Ian Page, the Santa Monica police officer and former British bobby who is fighting deportation to his native land, has won another victory in his battle with immigration officals.
Page's lawyer, David Ross, said the U. S. attorney general's office has ordered immigration officials to stop all deportation proceedings against Page and his family until his case has been reviewed by the Board of Immigration Appeals.
A Justice Department spokesman confirmed that the order was issued on Friday.
Page, who was sworn in as a Santa Monica policeman in 1981, had been ordered to leave the country by last Sunday.
Before Sunday's deadline, Page was under orders to leave by June 6. But an immigration judge gave him an additional nine days, which Ross said at the time would allow him to file various legal appeals to delay Page's deportation.
With the Justice Department order, "we are not under pressure," Ross said.

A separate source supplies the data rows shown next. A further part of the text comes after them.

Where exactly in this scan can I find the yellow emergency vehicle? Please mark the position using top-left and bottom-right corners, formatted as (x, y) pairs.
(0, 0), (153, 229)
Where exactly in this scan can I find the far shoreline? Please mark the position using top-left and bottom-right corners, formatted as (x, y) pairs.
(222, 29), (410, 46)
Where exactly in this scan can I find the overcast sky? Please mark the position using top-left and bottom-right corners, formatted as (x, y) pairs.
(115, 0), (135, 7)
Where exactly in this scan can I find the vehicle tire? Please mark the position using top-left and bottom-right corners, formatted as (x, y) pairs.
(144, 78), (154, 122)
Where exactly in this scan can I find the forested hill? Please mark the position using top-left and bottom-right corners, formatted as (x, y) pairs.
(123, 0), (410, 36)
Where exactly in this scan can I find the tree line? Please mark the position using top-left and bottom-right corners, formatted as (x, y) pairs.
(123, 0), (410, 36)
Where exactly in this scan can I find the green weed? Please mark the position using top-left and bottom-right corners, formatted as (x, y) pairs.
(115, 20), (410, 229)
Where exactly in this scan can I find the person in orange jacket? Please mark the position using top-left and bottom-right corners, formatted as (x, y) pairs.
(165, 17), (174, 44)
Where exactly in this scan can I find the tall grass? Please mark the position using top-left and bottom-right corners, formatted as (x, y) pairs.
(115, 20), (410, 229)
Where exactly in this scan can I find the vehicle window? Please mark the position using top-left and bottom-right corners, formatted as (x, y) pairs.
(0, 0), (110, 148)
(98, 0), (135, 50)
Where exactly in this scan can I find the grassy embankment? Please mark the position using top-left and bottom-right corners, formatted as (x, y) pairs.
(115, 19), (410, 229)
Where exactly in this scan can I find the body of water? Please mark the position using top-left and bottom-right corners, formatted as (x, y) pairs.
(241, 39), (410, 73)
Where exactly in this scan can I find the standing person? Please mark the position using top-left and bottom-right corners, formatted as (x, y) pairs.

Page came to the United States on a student visa in 1980 and enrolled in the Rio Hondo Police Academy. In 1981 he was hired by the Santa Monica Police Department, which promised Page it would handle all the paper work necessary for him to obtain a permanent residency visa and legally stay in this country.
But because of an error in the city's application, Page will have to wait until at least July, 1987, to receive his permanent visa. In the meantime, immigration officials contend that he overstayed his student visa and must leave the country.
Ross said the Board of Immigration Appeals review of Page's motion to reopen his case could take from one to six months. If the board rejects the motion, Ross said he is prepared to bring Page's case before the U.S. 9th Circuit Court of Appeals. It could be more than two years before the federal appeals court issues a ruling, and by then Page should have his visa, Ross said.